By the Hindu lunar calendar, panchanga, Gudhi Padva takes place on the first day of the waxing moon in the month of Chaitra (which corresponds to March or April in the Gregorian calendar). The word padava comes from the word pratipada in the Sanskrit language, which refers to the first day of either the waxing or waning lunar fortnight. Gudhi Padva is considered to be one of the three and a half most auspicious days of the year.
Although there is some variation in how each family celebrates Gudhi Padva in Maharashtra, there are a number of customs that basically everyone observes. Eating neem and gud or sugar is one. In many cases, the sugar comes in the form of a gaathi, a garland strung with thick white sugar pellets that may be carved into intricate designs. (Yes—Indians are very creative. Even the sugar comes in a special form.)
Each family will also hoist the gudhi, the flag. It is made from materials one would find around the house—a wooden stick or pole; a swatch of silk sari that covers the pole; a small copper or silver pot that’s inverted onto the top of the pole. Garlands of neem and marigolds, like the one my grandmother made, are placed on the gudhi, as are sugar garlands (similar to the gaathi). More garlands of neem and marigolds might frame the entry to the house, in welcome of everyone who walks through the door. There is something so sweet and uplifting about a home ornamented in this way; when you see these decorations, your heart can’t help but celebrate.
A simple puja is done for the gudhi once it is hoisted; it’s adorned with haldi (turmeric), kumkum, and flowers. Then it’s time to eat. The traditional meal on Gudhi Padva is shrikhand puri—clouds of sweet yogurt fragrant with saffron and pistachio (that’s the shrikhand); deep-fried roti, fresh from the griddle and all puffed up (the puri); and various bhajis, or vegetable dishes, and daal. Gudhi Padva is a statewide holiday, so everyone has a chance to be home all day, feasting together, celebrating together, watching television together (on the Marathi-language channels, almost every serial has a Gudhi Padva special, the characters’ melodrama somehow interspersed with raising a gudhi and offering puja). People share with one another their plans for the new year, what they want to do in honor of this auspicious new beginning. It’s common to make significant purchases on this day, such as of a house or a car, or else to open a new bank account.
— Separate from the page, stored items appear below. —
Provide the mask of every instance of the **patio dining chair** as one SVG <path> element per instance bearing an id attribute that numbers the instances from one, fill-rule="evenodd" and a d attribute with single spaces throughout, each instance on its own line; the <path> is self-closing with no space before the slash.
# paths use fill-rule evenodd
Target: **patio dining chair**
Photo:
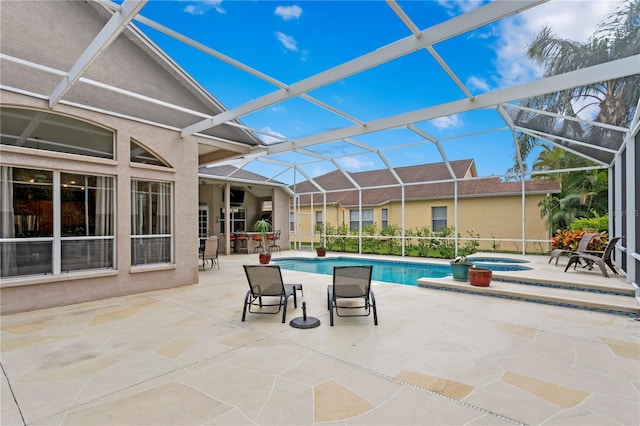
<path id="1" fill-rule="evenodd" d="M 280 251 L 280 246 L 277 244 L 278 240 L 280 239 L 280 230 L 277 229 L 275 231 L 273 231 L 272 234 L 267 235 L 267 239 L 269 241 L 271 241 L 271 245 L 268 247 L 268 250 L 273 252 L 273 251 Z"/>
<path id="2" fill-rule="evenodd" d="M 585 268 L 593 269 L 593 265 L 596 265 L 600 268 L 602 275 L 606 278 L 609 278 L 609 274 L 607 273 L 607 266 L 613 271 L 614 274 L 618 275 L 618 271 L 613 266 L 613 262 L 611 261 L 611 254 L 613 253 L 613 249 L 616 246 L 618 240 L 621 240 L 622 237 L 614 237 L 609 240 L 607 246 L 604 248 L 601 256 L 596 256 L 593 254 L 587 253 L 576 253 L 569 258 L 569 263 L 567 263 L 567 267 L 564 268 L 564 271 L 567 272 L 569 266 L 573 265 L 573 269 L 576 269 L 576 265 L 580 263 L 581 260 L 585 261 Z"/>
<path id="3" fill-rule="evenodd" d="M 200 258 L 202 259 L 202 270 L 207 266 L 207 261 L 211 261 L 211 268 L 216 266 L 220 269 L 220 263 L 218 262 L 218 237 L 208 237 L 204 240 L 204 247 L 200 252 Z"/>
<path id="4" fill-rule="evenodd" d="M 587 252 L 587 247 L 589 246 L 589 243 L 591 242 L 591 240 L 593 239 L 593 237 L 600 235 L 598 233 L 587 233 L 587 234 L 582 234 L 582 237 L 580 238 L 580 242 L 578 243 L 578 248 L 573 251 L 573 250 L 564 250 L 564 249 L 555 249 L 551 252 L 551 257 L 549 258 L 549 262 L 547 263 L 551 263 L 551 261 L 553 259 L 556 260 L 556 266 L 558 266 L 558 260 L 560 259 L 560 256 L 567 255 L 569 257 L 571 257 L 574 254 L 578 254 L 578 253 L 586 253 Z"/>
<path id="5" fill-rule="evenodd" d="M 243 265 L 244 273 L 249 282 L 249 291 L 244 297 L 242 308 L 242 321 L 245 320 L 247 309 L 252 314 L 277 314 L 282 309 L 282 322 L 287 317 L 287 300 L 293 296 L 293 306 L 298 307 L 296 290 L 302 291 L 302 284 L 284 284 L 279 265 Z M 269 298 L 270 303 L 264 303 L 263 298 Z M 277 306 L 273 309 L 263 311 L 265 306 Z M 251 308 L 258 307 L 259 310 Z"/>
<path id="6" fill-rule="evenodd" d="M 327 286 L 327 309 L 332 326 L 334 309 L 339 317 L 369 316 L 373 311 L 373 323 L 378 325 L 376 298 L 371 290 L 372 270 L 372 265 L 333 267 L 333 284 Z M 353 304 L 354 299 L 362 299 L 362 303 Z M 359 309 L 361 313 L 341 314 L 341 309 Z"/>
Though Gudhi Padva is perhaps most readily associated with festivities in Maharashtra, there are many people in other parts of India who celebrate this day under a different name. In Andhra Pradesh, the holiday is known as Ugadi; in Karantaka, it is Yugadi; and in Manipur it is Sajibu Nongma Panba Cheiraoba. As in Maharashtra, people in these regions celebrate with their own particular customs, traditions, and foods, yet the sentiment is the same. It’s a new year. It’s a new beginning. For those who approach it as such, it’s a new world.
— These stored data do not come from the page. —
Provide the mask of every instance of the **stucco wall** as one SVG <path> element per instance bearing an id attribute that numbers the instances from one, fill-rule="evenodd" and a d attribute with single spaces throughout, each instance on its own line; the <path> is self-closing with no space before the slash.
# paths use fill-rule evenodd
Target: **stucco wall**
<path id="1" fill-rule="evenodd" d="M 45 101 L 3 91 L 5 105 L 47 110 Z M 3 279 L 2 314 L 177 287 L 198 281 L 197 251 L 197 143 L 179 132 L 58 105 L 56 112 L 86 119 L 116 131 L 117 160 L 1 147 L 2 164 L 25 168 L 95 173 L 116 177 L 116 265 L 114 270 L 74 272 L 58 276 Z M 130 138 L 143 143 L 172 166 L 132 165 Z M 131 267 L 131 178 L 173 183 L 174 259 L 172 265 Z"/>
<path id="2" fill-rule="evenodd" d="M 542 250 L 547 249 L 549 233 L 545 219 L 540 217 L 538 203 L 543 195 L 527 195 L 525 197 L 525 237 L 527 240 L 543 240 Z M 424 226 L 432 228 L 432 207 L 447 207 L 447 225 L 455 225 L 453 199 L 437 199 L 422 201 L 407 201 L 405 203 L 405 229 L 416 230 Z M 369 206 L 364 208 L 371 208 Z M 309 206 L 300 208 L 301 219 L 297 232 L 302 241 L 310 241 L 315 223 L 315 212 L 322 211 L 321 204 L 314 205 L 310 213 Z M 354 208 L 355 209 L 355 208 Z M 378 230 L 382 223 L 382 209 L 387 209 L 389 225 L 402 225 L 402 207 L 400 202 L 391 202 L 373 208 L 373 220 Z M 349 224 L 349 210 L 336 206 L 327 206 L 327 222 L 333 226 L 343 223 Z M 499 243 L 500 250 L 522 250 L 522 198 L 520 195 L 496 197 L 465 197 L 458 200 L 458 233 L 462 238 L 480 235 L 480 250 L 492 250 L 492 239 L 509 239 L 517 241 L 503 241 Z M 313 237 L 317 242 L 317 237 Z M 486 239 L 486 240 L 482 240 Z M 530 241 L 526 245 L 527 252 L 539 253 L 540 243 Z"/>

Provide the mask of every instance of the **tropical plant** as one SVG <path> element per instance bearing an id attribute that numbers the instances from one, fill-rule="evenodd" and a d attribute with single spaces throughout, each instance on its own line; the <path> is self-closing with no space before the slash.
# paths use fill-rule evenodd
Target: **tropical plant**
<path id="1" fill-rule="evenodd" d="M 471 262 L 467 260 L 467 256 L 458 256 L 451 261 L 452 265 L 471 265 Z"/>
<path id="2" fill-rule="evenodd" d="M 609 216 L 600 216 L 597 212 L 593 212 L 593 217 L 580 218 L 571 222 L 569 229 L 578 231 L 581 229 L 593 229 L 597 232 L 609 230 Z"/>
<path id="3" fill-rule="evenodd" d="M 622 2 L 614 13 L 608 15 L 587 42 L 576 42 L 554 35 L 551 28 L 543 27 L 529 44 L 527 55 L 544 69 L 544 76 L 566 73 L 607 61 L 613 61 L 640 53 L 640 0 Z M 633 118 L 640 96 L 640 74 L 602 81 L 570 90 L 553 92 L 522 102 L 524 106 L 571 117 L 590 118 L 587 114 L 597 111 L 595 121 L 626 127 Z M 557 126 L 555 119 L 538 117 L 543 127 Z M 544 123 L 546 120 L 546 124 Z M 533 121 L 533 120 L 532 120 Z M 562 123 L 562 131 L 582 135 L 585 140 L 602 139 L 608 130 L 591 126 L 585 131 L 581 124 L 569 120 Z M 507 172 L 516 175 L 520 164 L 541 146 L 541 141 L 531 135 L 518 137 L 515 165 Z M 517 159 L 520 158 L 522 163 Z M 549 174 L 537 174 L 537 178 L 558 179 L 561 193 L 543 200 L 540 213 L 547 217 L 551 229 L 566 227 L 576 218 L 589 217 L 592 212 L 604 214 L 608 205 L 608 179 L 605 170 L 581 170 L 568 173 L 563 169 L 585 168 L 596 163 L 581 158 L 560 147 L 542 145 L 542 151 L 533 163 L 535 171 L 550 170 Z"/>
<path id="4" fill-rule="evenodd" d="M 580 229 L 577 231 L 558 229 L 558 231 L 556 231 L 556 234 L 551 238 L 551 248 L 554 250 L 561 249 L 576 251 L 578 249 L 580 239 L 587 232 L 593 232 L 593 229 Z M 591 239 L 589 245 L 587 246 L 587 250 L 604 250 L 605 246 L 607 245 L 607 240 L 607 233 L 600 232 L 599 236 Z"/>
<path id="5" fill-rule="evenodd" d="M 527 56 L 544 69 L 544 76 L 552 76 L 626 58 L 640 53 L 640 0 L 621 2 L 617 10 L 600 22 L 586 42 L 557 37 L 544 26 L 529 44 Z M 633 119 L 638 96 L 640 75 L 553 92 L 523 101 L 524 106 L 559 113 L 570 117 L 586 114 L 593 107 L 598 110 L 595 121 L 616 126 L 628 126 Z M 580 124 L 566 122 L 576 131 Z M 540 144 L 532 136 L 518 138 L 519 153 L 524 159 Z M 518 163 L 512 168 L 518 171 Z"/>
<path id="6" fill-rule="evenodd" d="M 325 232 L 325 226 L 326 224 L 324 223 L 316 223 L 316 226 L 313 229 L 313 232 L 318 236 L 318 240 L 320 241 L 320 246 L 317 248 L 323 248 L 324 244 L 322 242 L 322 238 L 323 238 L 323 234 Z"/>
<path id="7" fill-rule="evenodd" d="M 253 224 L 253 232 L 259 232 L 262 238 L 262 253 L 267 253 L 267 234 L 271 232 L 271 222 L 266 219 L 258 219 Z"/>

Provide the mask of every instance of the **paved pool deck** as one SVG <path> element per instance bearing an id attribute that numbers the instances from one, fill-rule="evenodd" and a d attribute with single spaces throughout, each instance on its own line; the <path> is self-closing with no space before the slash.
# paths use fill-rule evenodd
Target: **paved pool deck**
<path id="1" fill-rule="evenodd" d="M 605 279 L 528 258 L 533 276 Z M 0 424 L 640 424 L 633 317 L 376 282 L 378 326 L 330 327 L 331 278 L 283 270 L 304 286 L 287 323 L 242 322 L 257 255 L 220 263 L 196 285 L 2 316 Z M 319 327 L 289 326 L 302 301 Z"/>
One of my fondest memories of celebrating Gudhi Padva is of simply walking down the street in Pune. The gudhis were hoisted from each doorway, or else leaning out of the balcony windows. The entire street was lined with these flags, the colored silks flapping in the wind as though Lord Rama himself would be arriving any moment, along with Sita, Lakshman, Hanuman, and the whole vanara (monkey) army. It really did feel like a coronation of some kind, an anointing of something new. Of what—I couldn’t say. That, it seemed, was for each person to discern for themselves.
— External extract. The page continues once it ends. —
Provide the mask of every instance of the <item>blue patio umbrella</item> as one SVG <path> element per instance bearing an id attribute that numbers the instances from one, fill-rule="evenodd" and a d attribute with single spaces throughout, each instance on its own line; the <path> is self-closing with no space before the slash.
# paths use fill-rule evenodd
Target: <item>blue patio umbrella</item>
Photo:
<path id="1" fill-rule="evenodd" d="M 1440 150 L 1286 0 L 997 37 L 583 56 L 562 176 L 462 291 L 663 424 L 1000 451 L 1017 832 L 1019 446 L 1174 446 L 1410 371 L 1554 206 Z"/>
This year, 2020, people all across the world are heeding their responsibility to protect themselves and protect others. They are reminding themselves of the importance of cleanliness, and supporting others to do the same. And so I hope that even if people cannot gather together in great numbers to celebrate, they all still feel—that you all still feel—the vibrant spirit of Gudhi Padva.